The long opening sequence has already put the viewer in a contemplative mood, in spite of its carnality. Lulu, the main protagonist, subsequently draws us into her self-observation. We travel down her psychological corridors to experience pain, then resolutions. Exquisitely composed monochrome. Brutal police. TV footage of Iraq. The woman silhouetted with her cat against the window.
Using psychological symbols presents a filmmaker with a dilemma. Dismantle conventional linear narrative too much and the viewer can become perplexed or alienated: do it too subtly and they may miss the point. Bunuel's ants escaping from a hole in the hand (Un chien andalou) can seem offputting or obscure. But a similar suggestion (that decay is just beneath the surface) in Danny Boyle's 28 Days Later, can easily be missed because audiences focus too much on the story. Directors like David Lynch (Mulholland Drive, Lost Highway) have helped wean audiences towards surrealism and the opportunities offered by cinema to explore subconscious worlds. Cinema-lovers tire of formulaic films and find more interest in the challenges presented by works like Phantom Love.

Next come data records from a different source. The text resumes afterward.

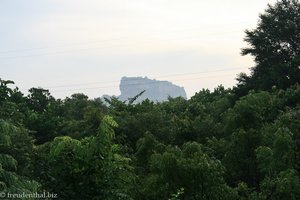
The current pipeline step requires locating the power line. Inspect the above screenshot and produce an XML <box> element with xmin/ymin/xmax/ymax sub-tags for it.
<box><xmin>51</xmin><ymin>74</ymin><xmax>240</xmax><ymax>92</ymax></box>
<box><xmin>21</xmin><ymin>67</ymin><xmax>245</xmax><ymax>89</ymax></box>
<box><xmin>22</xmin><ymin>67</ymin><xmax>245</xmax><ymax>92</ymax></box>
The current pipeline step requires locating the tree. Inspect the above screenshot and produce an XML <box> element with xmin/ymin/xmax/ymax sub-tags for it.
<box><xmin>0</xmin><ymin>120</ymin><xmax>40</xmax><ymax>194</ymax></box>
<box><xmin>39</xmin><ymin>116</ymin><xmax>132</xmax><ymax>200</ymax></box>
<box><xmin>237</xmin><ymin>0</ymin><xmax>300</xmax><ymax>90</ymax></box>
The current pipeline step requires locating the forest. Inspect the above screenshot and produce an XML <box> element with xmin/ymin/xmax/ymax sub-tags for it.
<box><xmin>0</xmin><ymin>0</ymin><xmax>300</xmax><ymax>200</ymax></box>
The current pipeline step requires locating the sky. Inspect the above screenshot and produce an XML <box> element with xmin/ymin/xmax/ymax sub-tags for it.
<box><xmin>0</xmin><ymin>0</ymin><xmax>275</xmax><ymax>98</ymax></box>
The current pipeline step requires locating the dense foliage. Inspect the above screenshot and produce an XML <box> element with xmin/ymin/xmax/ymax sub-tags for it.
<box><xmin>0</xmin><ymin>0</ymin><xmax>300</xmax><ymax>200</ymax></box>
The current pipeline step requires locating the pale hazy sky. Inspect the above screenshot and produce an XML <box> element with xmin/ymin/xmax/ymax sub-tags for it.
<box><xmin>0</xmin><ymin>0</ymin><xmax>275</xmax><ymax>98</ymax></box>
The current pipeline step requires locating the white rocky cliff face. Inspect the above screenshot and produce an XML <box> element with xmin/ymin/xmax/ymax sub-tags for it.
<box><xmin>119</xmin><ymin>77</ymin><xmax>187</xmax><ymax>102</ymax></box>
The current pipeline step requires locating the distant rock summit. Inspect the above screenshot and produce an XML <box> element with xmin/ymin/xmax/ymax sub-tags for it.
<box><xmin>119</xmin><ymin>77</ymin><xmax>187</xmax><ymax>103</ymax></box>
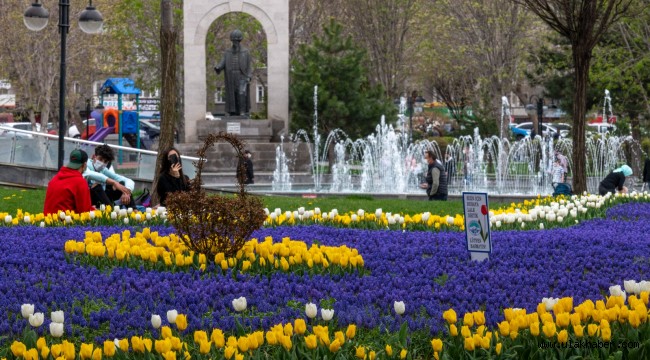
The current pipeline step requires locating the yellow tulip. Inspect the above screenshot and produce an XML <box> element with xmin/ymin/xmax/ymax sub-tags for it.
<box><xmin>499</xmin><ymin>321</ymin><xmax>510</xmax><ymax>336</ymax></box>
<box><xmin>431</xmin><ymin>339</ymin><xmax>442</xmax><ymax>352</ymax></box>
<box><xmin>104</xmin><ymin>340</ymin><xmax>115</xmax><ymax>357</ymax></box>
<box><xmin>463</xmin><ymin>313</ymin><xmax>474</xmax><ymax>327</ymax></box>
<box><xmin>587</xmin><ymin>324</ymin><xmax>598</xmax><ymax>336</ymax></box>
<box><xmin>345</xmin><ymin>324</ymin><xmax>357</xmax><ymax>339</ymax></box>
<box><xmin>449</xmin><ymin>324</ymin><xmax>458</xmax><ymax>336</ymax></box>
<box><xmin>237</xmin><ymin>336</ymin><xmax>249</xmax><ymax>352</ymax></box>
<box><xmin>460</xmin><ymin>325</ymin><xmax>472</xmax><ymax>337</ymax></box>
<box><xmin>463</xmin><ymin>337</ymin><xmax>474</xmax><ymax>351</ymax></box>
<box><xmin>600</xmin><ymin>327</ymin><xmax>612</xmax><ymax>341</ymax></box>
<box><xmin>293</xmin><ymin>319</ymin><xmax>307</xmax><ymax>335</ymax></box>
<box><xmin>354</xmin><ymin>346</ymin><xmax>366</xmax><ymax>360</ymax></box>
<box><xmin>385</xmin><ymin>344</ymin><xmax>393</xmax><ymax>356</ymax></box>
<box><xmin>176</xmin><ymin>314</ymin><xmax>187</xmax><ymax>331</ymax></box>
<box><xmin>92</xmin><ymin>348</ymin><xmax>102</xmax><ymax>360</ymax></box>
<box><xmin>530</xmin><ymin>321</ymin><xmax>539</xmax><ymax>336</ymax></box>
<box><xmin>573</xmin><ymin>324</ymin><xmax>585</xmax><ymax>338</ymax></box>
<box><xmin>79</xmin><ymin>343</ymin><xmax>93</xmax><ymax>359</ymax></box>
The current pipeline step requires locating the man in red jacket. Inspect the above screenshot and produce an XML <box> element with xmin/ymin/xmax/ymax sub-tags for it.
<box><xmin>43</xmin><ymin>149</ymin><xmax>92</xmax><ymax>215</ymax></box>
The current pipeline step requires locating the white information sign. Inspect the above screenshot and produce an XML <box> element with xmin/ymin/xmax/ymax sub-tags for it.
<box><xmin>226</xmin><ymin>122</ymin><xmax>241</xmax><ymax>135</ymax></box>
<box><xmin>463</xmin><ymin>192</ymin><xmax>492</xmax><ymax>260</ymax></box>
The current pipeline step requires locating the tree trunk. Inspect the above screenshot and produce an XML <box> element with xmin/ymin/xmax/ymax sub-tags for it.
<box><xmin>571</xmin><ymin>44</ymin><xmax>591</xmax><ymax>194</ymax></box>
<box><xmin>151</xmin><ymin>0</ymin><xmax>177</xmax><ymax>204</ymax></box>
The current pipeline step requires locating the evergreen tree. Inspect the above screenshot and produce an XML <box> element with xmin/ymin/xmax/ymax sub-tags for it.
<box><xmin>290</xmin><ymin>20</ymin><xmax>397</xmax><ymax>138</ymax></box>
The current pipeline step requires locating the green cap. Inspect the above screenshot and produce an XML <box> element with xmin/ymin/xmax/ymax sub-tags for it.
<box><xmin>65</xmin><ymin>149</ymin><xmax>88</xmax><ymax>170</ymax></box>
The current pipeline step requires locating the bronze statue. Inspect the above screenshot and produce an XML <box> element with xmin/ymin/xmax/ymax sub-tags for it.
<box><xmin>214</xmin><ymin>30</ymin><xmax>253</xmax><ymax>115</ymax></box>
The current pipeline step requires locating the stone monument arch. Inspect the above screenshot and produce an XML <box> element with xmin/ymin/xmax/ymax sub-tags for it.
<box><xmin>183</xmin><ymin>0</ymin><xmax>289</xmax><ymax>142</ymax></box>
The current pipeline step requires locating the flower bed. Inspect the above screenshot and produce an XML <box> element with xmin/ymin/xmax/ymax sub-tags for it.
<box><xmin>0</xmin><ymin>203</ymin><xmax>650</xmax><ymax>358</ymax></box>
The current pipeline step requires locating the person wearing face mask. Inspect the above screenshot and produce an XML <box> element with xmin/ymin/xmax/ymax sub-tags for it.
<box><xmin>83</xmin><ymin>144</ymin><xmax>135</xmax><ymax>208</ymax></box>
<box><xmin>156</xmin><ymin>148</ymin><xmax>190</xmax><ymax>206</ymax></box>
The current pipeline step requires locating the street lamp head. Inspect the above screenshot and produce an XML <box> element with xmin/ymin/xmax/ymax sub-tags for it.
<box><xmin>23</xmin><ymin>2</ymin><xmax>50</xmax><ymax>31</ymax></box>
<box><xmin>79</xmin><ymin>0</ymin><xmax>104</xmax><ymax>34</ymax></box>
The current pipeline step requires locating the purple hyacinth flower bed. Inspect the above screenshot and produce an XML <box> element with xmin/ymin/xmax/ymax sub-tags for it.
<box><xmin>0</xmin><ymin>203</ymin><xmax>650</xmax><ymax>346</ymax></box>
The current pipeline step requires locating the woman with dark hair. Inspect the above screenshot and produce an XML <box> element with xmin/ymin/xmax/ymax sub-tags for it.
<box><xmin>156</xmin><ymin>148</ymin><xmax>190</xmax><ymax>206</ymax></box>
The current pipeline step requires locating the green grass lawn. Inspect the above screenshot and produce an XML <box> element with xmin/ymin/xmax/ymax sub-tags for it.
<box><xmin>0</xmin><ymin>187</ymin><xmax>476</xmax><ymax>215</ymax></box>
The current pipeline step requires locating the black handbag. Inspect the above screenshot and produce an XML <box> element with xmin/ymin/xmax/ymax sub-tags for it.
<box><xmin>134</xmin><ymin>188</ymin><xmax>151</xmax><ymax>207</ymax></box>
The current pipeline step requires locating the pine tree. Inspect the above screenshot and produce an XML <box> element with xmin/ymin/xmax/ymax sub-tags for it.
<box><xmin>291</xmin><ymin>20</ymin><xmax>396</xmax><ymax>138</ymax></box>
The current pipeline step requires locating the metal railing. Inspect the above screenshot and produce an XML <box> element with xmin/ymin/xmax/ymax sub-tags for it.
<box><xmin>0</xmin><ymin>125</ymin><xmax>199</xmax><ymax>181</ymax></box>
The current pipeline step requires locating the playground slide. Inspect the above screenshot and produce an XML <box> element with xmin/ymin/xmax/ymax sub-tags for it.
<box><xmin>88</xmin><ymin>126</ymin><xmax>115</xmax><ymax>142</ymax></box>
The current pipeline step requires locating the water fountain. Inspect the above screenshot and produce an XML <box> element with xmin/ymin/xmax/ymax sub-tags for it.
<box><xmin>273</xmin><ymin>88</ymin><xmax>642</xmax><ymax>195</ymax></box>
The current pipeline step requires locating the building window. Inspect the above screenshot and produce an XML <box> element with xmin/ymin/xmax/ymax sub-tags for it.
<box><xmin>214</xmin><ymin>87</ymin><xmax>225</xmax><ymax>104</ymax></box>
<box><xmin>257</xmin><ymin>85</ymin><xmax>264</xmax><ymax>103</ymax></box>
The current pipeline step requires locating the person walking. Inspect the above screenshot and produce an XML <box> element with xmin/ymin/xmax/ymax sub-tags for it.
<box><xmin>420</xmin><ymin>150</ymin><xmax>447</xmax><ymax>201</ymax></box>
<box><xmin>598</xmin><ymin>165</ymin><xmax>632</xmax><ymax>195</ymax></box>
<box><xmin>43</xmin><ymin>149</ymin><xmax>92</xmax><ymax>215</ymax></box>
<box><xmin>237</xmin><ymin>150</ymin><xmax>255</xmax><ymax>184</ymax></box>
<box><xmin>156</xmin><ymin>148</ymin><xmax>190</xmax><ymax>206</ymax></box>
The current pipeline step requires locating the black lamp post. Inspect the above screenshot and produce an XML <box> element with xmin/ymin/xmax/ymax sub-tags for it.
<box><xmin>23</xmin><ymin>0</ymin><xmax>104</xmax><ymax>169</ymax></box>
<box><xmin>526</xmin><ymin>95</ymin><xmax>544</xmax><ymax>138</ymax></box>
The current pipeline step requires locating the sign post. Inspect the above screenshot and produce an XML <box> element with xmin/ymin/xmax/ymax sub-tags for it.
<box><xmin>463</xmin><ymin>192</ymin><xmax>492</xmax><ymax>261</ymax></box>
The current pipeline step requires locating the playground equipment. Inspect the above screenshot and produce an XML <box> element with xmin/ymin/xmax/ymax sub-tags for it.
<box><xmin>97</xmin><ymin>78</ymin><xmax>145</xmax><ymax>159</ymax></box>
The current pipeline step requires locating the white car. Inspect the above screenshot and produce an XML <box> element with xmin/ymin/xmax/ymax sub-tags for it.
<box><xmin>587</xmin><ymin>123</ymin><xmax>616</xmax><ymax>134</ymax></box>
<box><xmin>0</xmin><ymin>122</ymin><xmax>41</xmax><ymax>139</ymax></box>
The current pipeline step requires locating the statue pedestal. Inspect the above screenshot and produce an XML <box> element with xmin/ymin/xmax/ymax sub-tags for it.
<box><xmin>196</xmin><ymin>116</ymin><xmax>284</xmax><ymax>143</ymax></box>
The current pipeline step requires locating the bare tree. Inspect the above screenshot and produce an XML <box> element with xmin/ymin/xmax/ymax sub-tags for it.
<box><xmin>512</xmin><ymin>0</ymin><xmax>633</xmax><ymax>193</ymax></box>
<box><xmin>342</xmin><ymin>0</ymin><xmax>421</xmax><ymax>98</ymax></box>
<box><xmin>152</xmin><ymin>0</ymin><xmax>178</xmax><ymax>203</ymax></box>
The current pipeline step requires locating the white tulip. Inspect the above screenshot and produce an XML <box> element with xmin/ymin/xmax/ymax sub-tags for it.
<box><xmin>609</xmin><ymin>285</ymin><xmax>627</xmax><ymax>300</ymax></box>
<box><xmin>393</xmin><ymin>301</ymin><xmax>406</xmax><ymax>315</ymax></box>
<box><xmin>167</xmin><ymin>310</ymin><xmax>178</xmax><ymax>324</ymax></box>
<box><xmin>50</xmin><ymin>322</ymin><xmax>63</xmax><ymax>338</ymax></box>
<box><xmin>29</xmin><ymin>313</ymin><xmax>45</xmax><ymax>327</ymax></box>
<box><xmin>151</xmin><ymin>314</ymin><xmax>162</xmax><ymax>329</ymax></box>
<box><xmin>320</xmin><ymin>309</ymin><xmax>334</xmax><ymax>321</ymax></box>
<box><xmin>232</xmin><ymin>296</ymin><xmax>246</xmax><ymax>312</ymax></box>
<box><xmin>305</xmin><ymin>303</ymin><xmax>318</xmax><ymax>319</ymax></box>
<box><xmin>50</xmin><ymin>310</ymin><xmax>65</xmax><ymax>324</ymax></box>
<box><xmin>20</xmin><ymin>304</ymin><xmax>34</xmax><ymax>319</ymax></box>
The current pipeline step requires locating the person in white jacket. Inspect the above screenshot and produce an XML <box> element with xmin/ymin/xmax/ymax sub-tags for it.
<box><xmin>83</xmin><ymin>144</ymin><xmax>135</xmax><ymax>208</ymax></box>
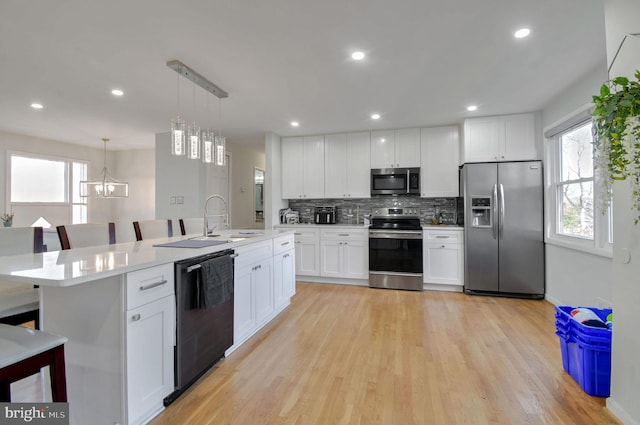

But Menkes has two strong advantages. Firstly, her poetry is beautiful to watch. Any distressing representations - those of ordinary life - the endless stresses and struggles of relationships, difficult family ties, even the noise of the TV - are gradually transformed and overpowered by the hypnotic, dreamlike images of her inner consciousness. Secondly, the process, unlike the negative message of surrealists such as Bunuel, is transformative. Like Cocteau's Beauty and the Beast, Lulu is finding a goodness inside ugliness, rather than expending vast effort to prove the emptiness of the bourgeoisie, society or the Church.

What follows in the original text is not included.